Search code examples
javaiteratorlistproperty

Remove no coincidents from two ListProperty


My goal is: Achieve two "identical" lists, removing non coincident objects from both of them in the less possible time.

What I've achieved: Two identical lists, removing non coincidents, but takes too long.

My problem is:

I have two big lists (800k records each), those lists are filled with objects (HashCode and Equals correctly implemented on those objects) and I need to delete the non coincident records on both lists. It could be only 3-100 records (nothing compared to 800k registers).

The problem is mainly performance, cause its taking 10+ minutes to do the operation.

This is what I've tried:

  • retainAll: this works, but takes too long

  • Using HashSet.retainAll: Can't use sets in my lists. It takes seconds, works wonderful, but I need duplicates

  • Manually: one by one from list 1 looking in list 2, saving no coincidents in a third list, repeat operation backwards in a 4th list, then using removeAll with both lists.

  • Iterators: looked like a good idea to copy lists, remove coincidences from both copied lists, this way I have less items each loop, and I only need to find once, because the remainings are non coincidents. Finally use removeAll to remove non coincidents from original lists, but still takes +-10 minutes.
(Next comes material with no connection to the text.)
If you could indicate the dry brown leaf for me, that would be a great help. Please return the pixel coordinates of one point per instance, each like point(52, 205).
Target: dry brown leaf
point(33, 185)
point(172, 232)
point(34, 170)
I need to find a quicker way to do this, but can't figure it out.

About the duplicates: Sounds weird, but for my program 2 objects are equal if they have the same "name" but could have different values in other attributes that I need.


Solution

  • Not understanding all the reasons why you have equality on the name, but not the values.. or even how you determine if list A has "foo", and list B has 2x "foo" if you want to keep all "foo"...

    Here is an idea.. Make a HashSet of "name" to array of objects of the same name... now you can use retainAll and then quickly reconstruct the original collection from the hashset values.